Hypothesis Testing

10 Nov 2021

Reading time ~12 minutes

“A study conducted in the mid-1900s sought to investigate the effect of feed type on chick weight. Newly hatched chicks were randomly allocated into six groups, and each group was given a different feed supplement. Their weights in grams after six weeks are given along with feed types.” - this is the description of the chickwts data set that is available to play with in base R.

data()
?chickwts

Recently, I went about investigating it as a means to experiment with my current understanding of statistical testing procedures. I started by constructing a data frame termed chickwts2, being derived from chickwts with the feed column recatogrized into feed.type, with three separate categories assigned:

chickwts2 <- data.frame(weight = chickwts$weight, 
                        feed.type = fct_collapse(chickwts$feed, 
                                                 animal.based = c('meatmeal', 'casein'), 
                                                 seed.based = c('sunflower', 'linseed'), 
                                                 bean.based = c('soybean','horsebean')))

head(chickwts2)
## weight feed.type
## 1 179 bean.based
## 2 160 bean.based
## 3 136 bean.based
## 4 227 bean.based
## 5 217 bean.based
## 6 168 bean.based
tail(chickwts2)
## weight feed.type
## 66 352 animal.based
## 67 359 animal.based
## 68 216 animal.based
## 69 222 animal.based
## 70 283 animal.based
## 71 332 animal.based

Then I re-ordered these three levels:

chickwts2$feed.type <- fct_relevel(chickwts2$feed.type, 'seed.based', 'bean.based', 'animal.based')
levels(chickwts2$feed.type)
## [1] "seed.based" "bean.based" "animal.based"
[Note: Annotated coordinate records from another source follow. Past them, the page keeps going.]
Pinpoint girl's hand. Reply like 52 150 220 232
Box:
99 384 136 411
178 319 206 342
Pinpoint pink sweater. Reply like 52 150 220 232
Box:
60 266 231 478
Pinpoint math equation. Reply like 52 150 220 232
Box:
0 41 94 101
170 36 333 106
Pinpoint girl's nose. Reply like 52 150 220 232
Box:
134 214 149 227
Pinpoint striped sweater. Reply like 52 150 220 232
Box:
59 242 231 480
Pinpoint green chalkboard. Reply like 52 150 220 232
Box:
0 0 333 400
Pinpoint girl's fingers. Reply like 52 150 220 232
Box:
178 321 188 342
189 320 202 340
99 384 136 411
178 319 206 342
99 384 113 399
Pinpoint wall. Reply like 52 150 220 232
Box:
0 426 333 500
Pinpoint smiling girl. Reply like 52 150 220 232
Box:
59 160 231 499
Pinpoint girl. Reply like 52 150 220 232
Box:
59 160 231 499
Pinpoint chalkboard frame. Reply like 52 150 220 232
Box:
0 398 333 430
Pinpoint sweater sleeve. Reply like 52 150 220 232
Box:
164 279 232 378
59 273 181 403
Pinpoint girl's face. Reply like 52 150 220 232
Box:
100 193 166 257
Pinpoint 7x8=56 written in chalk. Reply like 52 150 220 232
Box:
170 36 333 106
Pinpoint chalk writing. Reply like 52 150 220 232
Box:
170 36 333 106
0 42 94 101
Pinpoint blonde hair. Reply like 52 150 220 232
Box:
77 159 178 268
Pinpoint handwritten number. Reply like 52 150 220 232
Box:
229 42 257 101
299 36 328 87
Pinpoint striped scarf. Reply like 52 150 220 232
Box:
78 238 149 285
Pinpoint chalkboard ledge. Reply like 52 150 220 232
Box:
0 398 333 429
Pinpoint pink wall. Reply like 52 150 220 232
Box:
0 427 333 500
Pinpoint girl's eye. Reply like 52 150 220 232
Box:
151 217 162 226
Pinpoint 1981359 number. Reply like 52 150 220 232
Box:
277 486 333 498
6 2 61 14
Considering how the data is, an appropriate hypothesis test would be a one-way (only one categorical variable for the data, which is the feed type) analysis of variance (ANOVA) test, as with respect to the different types of feed, I want to see how much the (average) chick weights differ, or if they differ at all (considering a significant margin of difference). The categorized data (groups based on the feed types) is a perfect fit for an ANOVA, as it would then help me to check if the (average) chick weights of each group differ or not.

Note that I’m still considering the chicks to remain as ‘chicks’, and hence I am not terming them as ‘chickens’, since their weights were recorded after only six weeks of growth. (meaning that they were only six weeks old at that time, considering the fact that the primary investigator of this study indeed did test this on newly hatched chicks as mentioned in the description)

Hypotheses?

The null hypothesis, in this case, is that the average weight (μ) of the chicks is equal for each feed type. Symbolically, I can represent this as:

H₀ : μ_seed.based = μ_bean.based = μ_animal.based

On the other hand, the alternative hypothesis would be that at least one of the feed types produces a significantly different average weight in the chicks, or that at least one of the means above would (significantly) differ from another. Based on pairwise comparisons, I can represent the alternative hypotheses symbolically:

H_a : μ_seed.based ≠ μ_bean.based
or μ_bean.based ≠ μ_animal.based
or μ_animal.based ≠ μ_seed.based

Assumptions

Two common assumptions in statistical inference procedures are the independence of the measurements and the sample’s representation of the population of interest. Neither of these assumptions appears to be explicitly addressed in the data description above, but I could ask a single question to the primary investigator of this study to assess the validity of these assumptions.

That question would be whether or not the data was actually collected from the chick population of interest via some form of sampling (such as SRS or stratified or clustered). This should be able to answer whether or not the sample represents the population of interest, which in our case would be chicks (or rather new-born chicks perhaps), taking into account a particular variant. For independence, I initially thought that this was mentioned, as the text provided does say that the group was ‘randomly allocated into six groups’, but I realized that does not necessarily imply that a form of random sampling was performed. Thus, I ask for that as a sub-part of my question to verify the sample’s independence, taking into account that the sample would be completely different from and independent of other samples.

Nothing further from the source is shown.